True, but if you're like me and want a cheap solution until you buy an OEM EV (which the day is getting increasingly close), or for parents that don't want their kids to travel too far from home, DIY is attractive. It would also make a nice backup incase the automakers pull another GM (death of the EV1, selling out to Chevron, crippling NiMH batteries), but who knows.


----------



## Tm PV1 (Jun 5, 2010)

Alex, if you are interested in helping me, maybe you could read my thread (link in sig, "PV1 solar car") and let me know what you think of my car's construction. Hopefully, I'll make a refresher post highlighting the latest construction and setup of the car (technically a reverse trike) sometime soon.

I also have a design for a second car that is inspired by the Impact concept and the EV1. I'm trying to decide on the propulsion system for it, EV, PHEV, etc.

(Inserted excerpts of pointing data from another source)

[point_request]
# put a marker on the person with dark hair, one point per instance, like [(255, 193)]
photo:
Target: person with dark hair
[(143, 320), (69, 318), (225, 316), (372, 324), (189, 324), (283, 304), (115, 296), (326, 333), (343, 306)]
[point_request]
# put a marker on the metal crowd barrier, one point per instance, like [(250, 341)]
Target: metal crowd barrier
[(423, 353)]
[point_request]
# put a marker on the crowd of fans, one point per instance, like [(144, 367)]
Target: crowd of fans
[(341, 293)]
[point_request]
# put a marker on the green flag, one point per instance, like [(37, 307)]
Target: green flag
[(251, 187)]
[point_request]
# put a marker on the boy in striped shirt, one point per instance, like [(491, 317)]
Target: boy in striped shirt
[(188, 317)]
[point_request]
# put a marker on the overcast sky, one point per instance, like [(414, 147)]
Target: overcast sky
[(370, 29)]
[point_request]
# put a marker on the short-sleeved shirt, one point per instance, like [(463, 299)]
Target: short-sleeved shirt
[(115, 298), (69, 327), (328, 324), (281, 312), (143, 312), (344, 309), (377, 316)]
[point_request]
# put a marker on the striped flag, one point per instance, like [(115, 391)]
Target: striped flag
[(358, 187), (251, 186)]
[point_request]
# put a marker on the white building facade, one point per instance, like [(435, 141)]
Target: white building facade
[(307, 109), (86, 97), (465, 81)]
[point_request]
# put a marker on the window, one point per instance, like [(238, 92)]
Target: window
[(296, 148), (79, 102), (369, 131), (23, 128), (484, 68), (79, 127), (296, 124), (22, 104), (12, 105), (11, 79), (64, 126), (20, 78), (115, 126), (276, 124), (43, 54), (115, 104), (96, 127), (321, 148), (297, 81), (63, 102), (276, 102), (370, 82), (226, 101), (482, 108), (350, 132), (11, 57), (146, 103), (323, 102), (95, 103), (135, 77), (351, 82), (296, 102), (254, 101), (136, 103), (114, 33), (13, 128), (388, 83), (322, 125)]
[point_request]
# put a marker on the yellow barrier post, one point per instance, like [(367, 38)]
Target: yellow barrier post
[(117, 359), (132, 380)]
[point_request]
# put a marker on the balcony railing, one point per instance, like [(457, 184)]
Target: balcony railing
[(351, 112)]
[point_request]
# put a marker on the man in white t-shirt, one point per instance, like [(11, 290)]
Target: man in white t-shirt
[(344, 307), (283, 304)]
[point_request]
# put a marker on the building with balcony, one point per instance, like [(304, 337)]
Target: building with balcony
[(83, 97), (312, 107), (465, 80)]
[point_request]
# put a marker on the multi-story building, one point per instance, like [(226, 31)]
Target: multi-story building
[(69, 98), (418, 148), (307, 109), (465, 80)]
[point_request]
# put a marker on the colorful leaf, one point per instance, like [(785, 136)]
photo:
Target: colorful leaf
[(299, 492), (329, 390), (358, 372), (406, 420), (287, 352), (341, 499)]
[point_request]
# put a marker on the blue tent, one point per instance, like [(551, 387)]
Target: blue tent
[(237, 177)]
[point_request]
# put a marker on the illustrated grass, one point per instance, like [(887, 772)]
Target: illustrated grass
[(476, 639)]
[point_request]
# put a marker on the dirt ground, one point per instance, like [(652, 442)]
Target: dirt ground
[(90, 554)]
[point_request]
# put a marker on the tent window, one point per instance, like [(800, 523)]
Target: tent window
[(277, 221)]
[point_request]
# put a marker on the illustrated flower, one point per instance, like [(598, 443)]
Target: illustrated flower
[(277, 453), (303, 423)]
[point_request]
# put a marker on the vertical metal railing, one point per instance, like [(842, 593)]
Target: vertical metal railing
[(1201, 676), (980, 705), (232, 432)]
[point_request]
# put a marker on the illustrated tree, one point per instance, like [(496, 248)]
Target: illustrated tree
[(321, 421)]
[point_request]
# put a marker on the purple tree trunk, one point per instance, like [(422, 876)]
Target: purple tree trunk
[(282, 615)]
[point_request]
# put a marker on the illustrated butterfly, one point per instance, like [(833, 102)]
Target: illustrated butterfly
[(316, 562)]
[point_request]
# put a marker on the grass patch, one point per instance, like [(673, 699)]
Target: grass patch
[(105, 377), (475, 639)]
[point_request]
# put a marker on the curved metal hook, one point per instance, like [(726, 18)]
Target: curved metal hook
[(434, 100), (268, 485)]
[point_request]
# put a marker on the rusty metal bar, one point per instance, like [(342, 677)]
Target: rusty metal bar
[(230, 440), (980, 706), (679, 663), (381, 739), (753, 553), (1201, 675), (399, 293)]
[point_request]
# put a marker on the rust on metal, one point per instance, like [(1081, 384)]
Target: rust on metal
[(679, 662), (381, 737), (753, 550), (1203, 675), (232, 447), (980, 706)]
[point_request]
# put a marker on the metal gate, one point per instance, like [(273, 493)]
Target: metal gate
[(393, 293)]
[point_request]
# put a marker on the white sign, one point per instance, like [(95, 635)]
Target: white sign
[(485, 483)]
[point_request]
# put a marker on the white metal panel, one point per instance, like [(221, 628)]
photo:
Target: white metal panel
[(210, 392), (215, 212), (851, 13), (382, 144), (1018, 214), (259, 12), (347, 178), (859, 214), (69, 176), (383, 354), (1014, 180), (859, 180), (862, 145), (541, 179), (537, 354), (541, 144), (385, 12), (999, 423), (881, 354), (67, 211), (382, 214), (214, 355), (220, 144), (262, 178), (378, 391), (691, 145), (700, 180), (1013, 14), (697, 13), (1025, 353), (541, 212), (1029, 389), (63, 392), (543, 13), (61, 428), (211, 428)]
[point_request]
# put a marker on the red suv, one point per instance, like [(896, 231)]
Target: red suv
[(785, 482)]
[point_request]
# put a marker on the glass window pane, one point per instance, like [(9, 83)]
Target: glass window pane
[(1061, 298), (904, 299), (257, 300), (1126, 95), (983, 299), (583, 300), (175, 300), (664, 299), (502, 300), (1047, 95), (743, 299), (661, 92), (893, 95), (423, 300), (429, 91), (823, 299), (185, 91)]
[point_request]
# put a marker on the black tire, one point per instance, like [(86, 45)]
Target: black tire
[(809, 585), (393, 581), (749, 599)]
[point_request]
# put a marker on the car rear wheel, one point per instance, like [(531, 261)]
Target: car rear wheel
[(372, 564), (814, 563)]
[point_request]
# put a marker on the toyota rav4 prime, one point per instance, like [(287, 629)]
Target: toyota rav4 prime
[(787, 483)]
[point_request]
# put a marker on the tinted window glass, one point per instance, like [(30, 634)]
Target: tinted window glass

This one is more a dream for when (if?) I get a car company going.


----------



## dtbaker (Jan 5, 2008)

notailpipe said:


> Just curious, can you make a decent living with a conversion shop?



I keep trying to see a way to do this, but no business plan seems to show much profit as a primary business. Maybe potential for a large shop to fill time between other jobs, or a little money here and there as an instructor/consultant.

issues are small LOCAL market demand, relatively lengthy time filling a garage bay making real estate overhead high, and unavailable financing for buyers. Not that many people can self finance or line up a peer-to-peer loan of $15k for a car the Banks won't touch.

I WISH it were a brighter picture, but I don't see how to make a living adding 10% to parts cost and 150 hours labor per car... and then there are the liability issues that are very foggy...


----------